Step 2: Identification of equipment and systems that can prevent or help recover from a major accident
The issue of ‘how deep to dig’ is the one to be addressed before the identification process can begin. Approaches vary, but SCEs need to be defined at an appropriate level, such that they have a direct linkage to MAHs, and it is also clear whether or not an equipment item forms part of one or more SCEs.
Following the qualitative techniques listed above a series of safeguards would be identified for each individual case as prevention and mitigation barriers for major accidents. This is the first step in identification of SCEs.

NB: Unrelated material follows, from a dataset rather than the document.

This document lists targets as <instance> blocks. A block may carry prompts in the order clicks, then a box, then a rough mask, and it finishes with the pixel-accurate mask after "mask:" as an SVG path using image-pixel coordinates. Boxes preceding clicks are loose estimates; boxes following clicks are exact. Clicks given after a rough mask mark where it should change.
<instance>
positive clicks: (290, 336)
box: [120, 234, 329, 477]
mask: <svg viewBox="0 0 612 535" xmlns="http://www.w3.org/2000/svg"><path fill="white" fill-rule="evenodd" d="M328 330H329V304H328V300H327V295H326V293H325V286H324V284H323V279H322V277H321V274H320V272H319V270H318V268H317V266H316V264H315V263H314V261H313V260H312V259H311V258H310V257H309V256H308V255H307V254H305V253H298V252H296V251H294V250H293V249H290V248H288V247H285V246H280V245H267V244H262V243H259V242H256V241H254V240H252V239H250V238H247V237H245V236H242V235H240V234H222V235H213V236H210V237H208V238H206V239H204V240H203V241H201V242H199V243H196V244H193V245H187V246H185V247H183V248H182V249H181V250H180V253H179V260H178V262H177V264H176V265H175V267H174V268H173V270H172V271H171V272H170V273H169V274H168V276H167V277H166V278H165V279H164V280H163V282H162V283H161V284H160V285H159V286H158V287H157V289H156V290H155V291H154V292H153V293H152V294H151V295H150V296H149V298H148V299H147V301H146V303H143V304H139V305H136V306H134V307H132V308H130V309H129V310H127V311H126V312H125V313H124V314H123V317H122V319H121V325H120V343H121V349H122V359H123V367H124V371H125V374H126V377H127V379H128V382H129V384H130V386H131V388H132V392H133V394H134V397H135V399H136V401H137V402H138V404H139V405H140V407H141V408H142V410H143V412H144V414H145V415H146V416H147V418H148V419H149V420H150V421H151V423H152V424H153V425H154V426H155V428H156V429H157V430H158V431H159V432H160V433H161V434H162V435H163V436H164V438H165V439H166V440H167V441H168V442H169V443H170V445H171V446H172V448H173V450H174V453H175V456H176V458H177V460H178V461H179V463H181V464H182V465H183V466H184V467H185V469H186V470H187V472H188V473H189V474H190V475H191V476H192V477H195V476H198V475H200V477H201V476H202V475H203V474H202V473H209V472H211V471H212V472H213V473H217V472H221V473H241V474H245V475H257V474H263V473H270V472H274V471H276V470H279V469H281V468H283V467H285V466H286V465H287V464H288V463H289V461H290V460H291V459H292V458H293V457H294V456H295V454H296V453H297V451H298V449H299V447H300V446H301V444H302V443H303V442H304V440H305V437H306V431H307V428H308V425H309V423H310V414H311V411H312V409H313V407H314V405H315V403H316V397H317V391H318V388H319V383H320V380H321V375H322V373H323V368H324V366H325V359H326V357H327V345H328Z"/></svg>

Figure 3. Prevention barriers documented in FIORDA
Figure 4. Mitigation barriers documented in FIORDA
Figure 5. Additional recommendation based on local experience or provided by FIORDA team
In some cases, operators may utilise lists of equipment, extracted from their computerised maintenance management systems (CMMS), as the starting point for assessing which of the items on the list are safety critical.
A team approach to SCE selection is usual as it is unlikely that a single person would have enough technical appreciation of the major accident analyses and detailed knowledge of the installation. Starting from the complete list of equipment the team should assess each item in turn and form a view as to whether it could prevent or help recover from a major accident.
The outcome of these deliberations should be recorded giving the reasons why an item has or has not been identified as safety critical and with reference to the relevant major accident hazard.